In a breakthrough powered by AlphaFold, scientists have mapped the structure of the large protein that gives “bad cholesterol” its form – a discovery that could help transform how researchers and clinicians treat the world’s leading cause of death

The race to reveal a key protein behind heart disease has long been both an important public health goal and a stubborn scientific problem.

For assistant professors Zachary Berndsen and Keith Cassidy at the University of Missouri (Mizzou), it was also personal. Both have a family history of heart disease – a reminder of what’s at stake in their work to better understand and ultimately help treat this deadly condition.

“For 50 years, people have wanted to see what this protein looked like,” says Berndsen.

That protein, apoB100, has defied mapping not only because it’s enormous (for a protein), but also because it connects to fats and other molecules in complicated ways. ApoB100 forms the molecular scaffold of “bad cholesterol”, which is known to scientists as low-density lipoprotein (LDL).

LDL is the major carrier of fat through the bloodstream and a key risk factor for atherosclerotic cardiovascular disease (ASCVD), the world’s leading cause of death. Discovering the structure of its key protein promised to shed light on how bad cholesterol becomes harmful inside the body, giving scientists a better chance to develop ways to prevent and treat ASCVD. AlphaFold is playing a central role in this effort.

At Mizzou, biochemist Berndsen first used cryo-electron microscopy (cryo-EM) to capture images of LDL particles. The images weren’t sharp enough to map the structure of apoB100 with atomic precision, so Berndsen’s physicist collaborator, Cassidy, turned to AlphaFold. He used it to generate atomic-resolution predictions of the protein’s structure and then refined those predicted shapes by comparing them against the cryo-EM image data.

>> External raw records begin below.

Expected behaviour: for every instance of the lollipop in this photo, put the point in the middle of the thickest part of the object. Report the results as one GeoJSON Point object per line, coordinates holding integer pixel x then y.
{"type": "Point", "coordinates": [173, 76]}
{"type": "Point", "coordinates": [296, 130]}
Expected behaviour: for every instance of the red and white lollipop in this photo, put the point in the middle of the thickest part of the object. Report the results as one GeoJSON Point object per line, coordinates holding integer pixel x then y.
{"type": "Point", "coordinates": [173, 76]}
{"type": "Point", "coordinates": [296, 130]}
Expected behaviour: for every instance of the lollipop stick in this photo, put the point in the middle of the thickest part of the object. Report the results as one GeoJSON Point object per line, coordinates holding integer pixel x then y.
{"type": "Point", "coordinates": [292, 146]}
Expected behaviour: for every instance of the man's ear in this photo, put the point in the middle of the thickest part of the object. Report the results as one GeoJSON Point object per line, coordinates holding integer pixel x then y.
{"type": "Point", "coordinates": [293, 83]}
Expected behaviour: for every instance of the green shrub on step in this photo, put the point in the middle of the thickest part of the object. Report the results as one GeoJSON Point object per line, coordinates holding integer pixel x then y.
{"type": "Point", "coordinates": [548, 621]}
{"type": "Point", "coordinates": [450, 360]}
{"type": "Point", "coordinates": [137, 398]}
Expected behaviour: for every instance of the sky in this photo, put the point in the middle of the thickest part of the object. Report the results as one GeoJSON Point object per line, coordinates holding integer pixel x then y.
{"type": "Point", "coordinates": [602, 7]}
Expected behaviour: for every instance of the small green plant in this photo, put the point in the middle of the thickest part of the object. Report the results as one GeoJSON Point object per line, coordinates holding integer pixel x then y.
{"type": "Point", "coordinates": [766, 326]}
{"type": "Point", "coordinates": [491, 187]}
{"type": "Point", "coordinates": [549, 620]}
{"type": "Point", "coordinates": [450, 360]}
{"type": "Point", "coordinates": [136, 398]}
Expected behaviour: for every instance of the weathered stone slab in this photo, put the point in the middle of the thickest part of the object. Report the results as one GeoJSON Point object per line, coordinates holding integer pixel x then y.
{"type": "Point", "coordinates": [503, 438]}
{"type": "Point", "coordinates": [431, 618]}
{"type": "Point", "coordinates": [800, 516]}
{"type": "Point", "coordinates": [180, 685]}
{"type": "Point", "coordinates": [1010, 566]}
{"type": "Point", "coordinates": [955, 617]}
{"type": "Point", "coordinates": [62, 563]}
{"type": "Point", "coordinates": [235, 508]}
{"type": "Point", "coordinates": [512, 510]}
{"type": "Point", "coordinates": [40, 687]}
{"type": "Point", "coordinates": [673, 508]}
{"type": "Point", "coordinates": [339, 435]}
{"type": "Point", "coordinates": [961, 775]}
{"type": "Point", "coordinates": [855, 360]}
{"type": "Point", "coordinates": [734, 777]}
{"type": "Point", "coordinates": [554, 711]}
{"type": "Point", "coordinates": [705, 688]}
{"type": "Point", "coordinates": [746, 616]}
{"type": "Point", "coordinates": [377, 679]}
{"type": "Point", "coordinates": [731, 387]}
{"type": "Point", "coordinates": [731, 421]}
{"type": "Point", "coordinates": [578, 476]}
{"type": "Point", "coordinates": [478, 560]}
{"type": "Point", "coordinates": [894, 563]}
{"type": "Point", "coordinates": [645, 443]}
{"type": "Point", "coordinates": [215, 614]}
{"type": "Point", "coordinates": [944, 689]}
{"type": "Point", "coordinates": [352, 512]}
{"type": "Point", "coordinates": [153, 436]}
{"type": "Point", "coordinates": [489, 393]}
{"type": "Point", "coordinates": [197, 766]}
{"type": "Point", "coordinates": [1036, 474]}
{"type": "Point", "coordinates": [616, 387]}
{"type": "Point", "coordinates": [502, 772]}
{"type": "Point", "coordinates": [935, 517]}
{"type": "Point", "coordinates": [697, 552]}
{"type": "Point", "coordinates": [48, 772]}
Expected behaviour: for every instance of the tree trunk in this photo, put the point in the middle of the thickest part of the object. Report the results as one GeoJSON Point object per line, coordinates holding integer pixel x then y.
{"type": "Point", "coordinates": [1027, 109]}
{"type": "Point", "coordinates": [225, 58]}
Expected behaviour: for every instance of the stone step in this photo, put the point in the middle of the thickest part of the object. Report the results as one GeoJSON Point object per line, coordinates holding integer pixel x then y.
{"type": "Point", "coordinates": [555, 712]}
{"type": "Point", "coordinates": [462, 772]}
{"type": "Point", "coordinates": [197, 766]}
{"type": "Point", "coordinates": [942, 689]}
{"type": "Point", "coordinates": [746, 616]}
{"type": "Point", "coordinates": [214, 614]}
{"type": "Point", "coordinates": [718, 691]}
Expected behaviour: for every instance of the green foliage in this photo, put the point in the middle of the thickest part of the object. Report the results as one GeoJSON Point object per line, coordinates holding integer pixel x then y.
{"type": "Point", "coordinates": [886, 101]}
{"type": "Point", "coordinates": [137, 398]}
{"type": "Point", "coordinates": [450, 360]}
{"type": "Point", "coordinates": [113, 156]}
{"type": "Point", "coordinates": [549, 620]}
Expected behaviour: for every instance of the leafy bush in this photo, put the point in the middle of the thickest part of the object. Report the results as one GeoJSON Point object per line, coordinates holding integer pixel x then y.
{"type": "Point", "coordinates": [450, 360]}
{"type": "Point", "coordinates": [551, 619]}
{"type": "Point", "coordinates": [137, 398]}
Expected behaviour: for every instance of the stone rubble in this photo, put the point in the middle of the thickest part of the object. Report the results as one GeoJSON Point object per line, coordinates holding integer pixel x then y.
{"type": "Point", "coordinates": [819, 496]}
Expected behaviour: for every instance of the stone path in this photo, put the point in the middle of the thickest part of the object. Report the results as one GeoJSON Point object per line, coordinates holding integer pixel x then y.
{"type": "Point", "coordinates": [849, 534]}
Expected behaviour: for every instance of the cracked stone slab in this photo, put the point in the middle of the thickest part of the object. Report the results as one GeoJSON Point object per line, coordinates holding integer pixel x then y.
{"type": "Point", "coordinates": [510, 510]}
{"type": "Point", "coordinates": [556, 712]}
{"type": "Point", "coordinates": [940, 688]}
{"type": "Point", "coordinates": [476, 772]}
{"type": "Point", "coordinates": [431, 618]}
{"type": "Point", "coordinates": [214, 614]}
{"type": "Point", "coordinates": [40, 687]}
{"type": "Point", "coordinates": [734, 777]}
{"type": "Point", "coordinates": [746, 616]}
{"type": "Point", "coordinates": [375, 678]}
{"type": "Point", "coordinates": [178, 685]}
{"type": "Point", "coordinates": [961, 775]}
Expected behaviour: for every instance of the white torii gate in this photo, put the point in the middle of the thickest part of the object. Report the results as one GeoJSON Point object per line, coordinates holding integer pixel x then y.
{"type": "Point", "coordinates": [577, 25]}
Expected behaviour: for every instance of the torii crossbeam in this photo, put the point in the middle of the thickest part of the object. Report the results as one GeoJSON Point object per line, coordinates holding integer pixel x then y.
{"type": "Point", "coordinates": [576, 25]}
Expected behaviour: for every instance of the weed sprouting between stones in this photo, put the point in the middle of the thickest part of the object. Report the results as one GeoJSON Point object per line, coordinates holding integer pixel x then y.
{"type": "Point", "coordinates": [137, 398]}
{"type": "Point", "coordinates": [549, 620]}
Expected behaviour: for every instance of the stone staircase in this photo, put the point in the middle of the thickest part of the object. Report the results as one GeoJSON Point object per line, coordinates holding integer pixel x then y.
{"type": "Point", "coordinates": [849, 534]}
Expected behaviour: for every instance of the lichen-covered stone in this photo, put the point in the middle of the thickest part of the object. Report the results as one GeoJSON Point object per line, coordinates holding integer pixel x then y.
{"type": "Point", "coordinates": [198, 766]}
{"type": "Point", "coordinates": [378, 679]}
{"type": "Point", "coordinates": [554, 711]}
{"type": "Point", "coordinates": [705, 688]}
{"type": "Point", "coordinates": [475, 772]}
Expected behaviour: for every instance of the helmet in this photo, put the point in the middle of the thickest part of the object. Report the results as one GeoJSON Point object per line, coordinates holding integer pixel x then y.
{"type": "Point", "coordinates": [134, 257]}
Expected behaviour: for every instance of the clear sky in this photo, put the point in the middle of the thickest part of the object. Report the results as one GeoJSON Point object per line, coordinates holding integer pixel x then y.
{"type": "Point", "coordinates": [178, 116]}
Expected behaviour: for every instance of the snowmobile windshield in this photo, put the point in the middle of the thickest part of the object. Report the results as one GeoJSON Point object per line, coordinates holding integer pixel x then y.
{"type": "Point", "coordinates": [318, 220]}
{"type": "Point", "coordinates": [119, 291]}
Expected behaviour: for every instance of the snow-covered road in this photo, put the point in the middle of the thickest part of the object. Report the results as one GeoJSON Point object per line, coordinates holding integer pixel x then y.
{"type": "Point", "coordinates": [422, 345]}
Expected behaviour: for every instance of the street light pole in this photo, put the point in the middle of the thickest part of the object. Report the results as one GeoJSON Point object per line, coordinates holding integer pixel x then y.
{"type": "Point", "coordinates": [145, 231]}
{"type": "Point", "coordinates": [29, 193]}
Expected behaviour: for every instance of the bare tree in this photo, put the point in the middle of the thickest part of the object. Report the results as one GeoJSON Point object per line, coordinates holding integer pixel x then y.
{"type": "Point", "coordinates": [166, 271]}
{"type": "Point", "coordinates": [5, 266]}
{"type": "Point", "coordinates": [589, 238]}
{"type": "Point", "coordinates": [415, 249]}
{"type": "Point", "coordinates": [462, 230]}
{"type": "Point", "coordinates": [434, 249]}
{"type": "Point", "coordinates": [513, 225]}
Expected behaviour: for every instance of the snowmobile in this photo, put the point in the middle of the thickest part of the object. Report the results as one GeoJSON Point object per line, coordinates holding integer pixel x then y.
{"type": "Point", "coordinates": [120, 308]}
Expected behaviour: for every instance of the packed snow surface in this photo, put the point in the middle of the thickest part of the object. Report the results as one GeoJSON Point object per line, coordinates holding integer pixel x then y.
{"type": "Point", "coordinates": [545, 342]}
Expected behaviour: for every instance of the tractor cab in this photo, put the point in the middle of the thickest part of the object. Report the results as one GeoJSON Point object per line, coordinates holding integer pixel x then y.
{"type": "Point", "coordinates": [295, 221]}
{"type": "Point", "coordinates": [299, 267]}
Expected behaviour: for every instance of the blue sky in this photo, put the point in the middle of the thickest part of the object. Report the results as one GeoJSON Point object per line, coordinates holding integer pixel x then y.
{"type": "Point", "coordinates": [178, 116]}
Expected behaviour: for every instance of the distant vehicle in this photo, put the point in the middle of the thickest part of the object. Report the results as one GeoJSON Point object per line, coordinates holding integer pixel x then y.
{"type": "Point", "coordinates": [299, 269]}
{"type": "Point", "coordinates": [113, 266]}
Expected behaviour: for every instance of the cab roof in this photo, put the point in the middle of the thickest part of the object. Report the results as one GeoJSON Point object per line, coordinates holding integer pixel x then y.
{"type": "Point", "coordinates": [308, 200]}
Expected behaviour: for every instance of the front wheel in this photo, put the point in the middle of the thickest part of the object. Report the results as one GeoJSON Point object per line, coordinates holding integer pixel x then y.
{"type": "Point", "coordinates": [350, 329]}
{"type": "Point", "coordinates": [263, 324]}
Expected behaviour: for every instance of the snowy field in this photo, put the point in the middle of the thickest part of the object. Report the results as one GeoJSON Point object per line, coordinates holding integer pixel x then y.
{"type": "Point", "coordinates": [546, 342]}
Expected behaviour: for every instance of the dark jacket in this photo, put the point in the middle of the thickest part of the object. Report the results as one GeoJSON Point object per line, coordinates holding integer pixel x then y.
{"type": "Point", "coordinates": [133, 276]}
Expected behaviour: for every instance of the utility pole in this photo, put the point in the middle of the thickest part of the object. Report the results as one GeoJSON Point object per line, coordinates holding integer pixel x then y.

Coming at the problem using both cryo-EM microscopy and Alphafold is what unlocked this breakthrough, says Cassidy: “AlphaFold played a profound role in this discovery, providing the raw material to interpret our experimental structure in a way that was frankly impossible before.”

The resulting model revealed bad cholesterol’s key protein in remarkable detail: a cage-like shell that wraps around each LDL particle, including a ribbon-like belt that keeps the particle intact in the bloodstream. Knowing this structure opens new possibilities for preventing, diagnosing and treating high cholesterol and ASCVD, including therapies that could target LDL more precisely. The potential benefit to global health is hard to overstate.

While such applications will take time, revealing the structure of apoB100 is a landmark achievement, and a deeply satisfying one for Berndsen. “It was the first structure I ran through AlphaFold the week it became available, and the first protein I wanted to look at with our two-storey cryo-EM machine,” he says. “Solving the structure of apoB100 was a dream come true.”